The European Network of Rare Disease Helplines (ENRDHL) was established by EURORDIS and its partners with the aim of providing support and facilitating the exchange of experiences and information among national helplines across Europe. Currently, the network comprises 17 European helplines, with new countries joining upon meeting the necessary criteria.

Croatia signed the resolution to join the European Network of Rare Disease Helplines (ENRDHL) in 2011. A decision was made for the Croatian Rare Disease Helpline to begin operations in January 2012, following the guidelines of ENRDHL and participating in the annual analysis of caller profiles, rare diagnoses, call purposes, and responses provided. Once a year, a representative of the Croatian Alliance for Rare Diseases attends joint workshops with all representatives of ENRDHL.

Since 2013, the Croatian Alliance for Rare Diseases has employed its first specialist, a social worker, and today, the Rare Disease Helpline is staffed by two social workers and a psychologist who provide psychosocial support to over 1,000 regular users and an average of 100 new users annually. In eight years of operation, a total of 7,814 inquiries have been answered.
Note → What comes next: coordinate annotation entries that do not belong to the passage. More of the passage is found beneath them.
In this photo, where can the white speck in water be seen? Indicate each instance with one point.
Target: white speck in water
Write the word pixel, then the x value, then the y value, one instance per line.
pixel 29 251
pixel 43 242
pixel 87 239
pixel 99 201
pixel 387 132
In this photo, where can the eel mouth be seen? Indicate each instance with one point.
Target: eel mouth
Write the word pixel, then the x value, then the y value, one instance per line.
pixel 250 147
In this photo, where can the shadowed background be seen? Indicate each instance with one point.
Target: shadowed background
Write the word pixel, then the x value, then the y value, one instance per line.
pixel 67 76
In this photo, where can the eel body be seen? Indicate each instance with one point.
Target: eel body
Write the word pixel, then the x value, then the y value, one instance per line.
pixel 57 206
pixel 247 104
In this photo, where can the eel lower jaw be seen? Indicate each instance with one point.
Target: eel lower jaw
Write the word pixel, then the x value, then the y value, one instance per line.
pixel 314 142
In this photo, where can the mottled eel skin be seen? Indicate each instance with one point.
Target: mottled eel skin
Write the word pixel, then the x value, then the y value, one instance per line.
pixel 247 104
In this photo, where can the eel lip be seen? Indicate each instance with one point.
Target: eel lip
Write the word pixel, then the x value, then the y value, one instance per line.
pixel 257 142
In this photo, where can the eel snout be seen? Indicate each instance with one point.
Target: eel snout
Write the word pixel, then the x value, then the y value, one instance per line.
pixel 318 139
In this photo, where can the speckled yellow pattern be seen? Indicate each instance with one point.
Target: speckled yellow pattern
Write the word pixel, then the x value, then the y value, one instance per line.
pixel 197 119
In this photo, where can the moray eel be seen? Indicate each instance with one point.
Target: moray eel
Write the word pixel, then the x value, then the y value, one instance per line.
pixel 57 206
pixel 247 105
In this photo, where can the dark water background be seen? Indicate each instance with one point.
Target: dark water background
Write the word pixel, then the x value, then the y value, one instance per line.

The professionals respond to inquiries about rights related to social welfare, healthcare, pension systems, education, and other areas, handle requests, complaints, questions related to transportation, provide updates, organize student internships with users, arrange social activities such as theater visits, connect individuals with the same diagnosis in Croatia and the region, educate other professionals in helping professions, and offer individual or group psychological counseling to users.

For medical inquiries (such as information about the disease, treatment methods, and available therapies), medical students from the Faculty of Medicine in Zagreb, who became involved in 2014, play a crucial role in the operation of the Rare Disease Helpline. The Students' Rare Disease Helpline has been active for six consecutive years and continuously enhances its operations each year. The student volunteers provide detailed, verified information on rare diagnoses, which is invaluable to users.

The student volunteers demonstrate a high level of responsibility, professionalism, and motivation when working with rare diseases. Currently, the Students’ Rare Disease Helpline consists of four senior volunteers, who have been active for several years, and thirteen new volunteers. Senior volunteers mentor the new volunteers and assist them in addressing newly received cases. When tasked with preparing information about a rare disease, which is the most frequent scenario, they typically consult the following authoritative websites: Genetic and Rare Diseases Information Center (GARD), National Institutes of Health (NIH), and Orphanet.

In instances where the information cannot be found, the volunteers consult medical professionals specializing in rare diseases or specific fields. In addition to gathering all relevant information, writing expert articles, and actively participating in national conferences on rare diseases and other public events organized by the Croatian Alliance for Rare Diseases and the Society for Rare Diseases within the Croatian Medical Association (HLZ), the student volunteers also organized the inaugural Student Symposium on Rare Diseases this year, in observance of Rare Disease Day, at the Faculty of Medicine.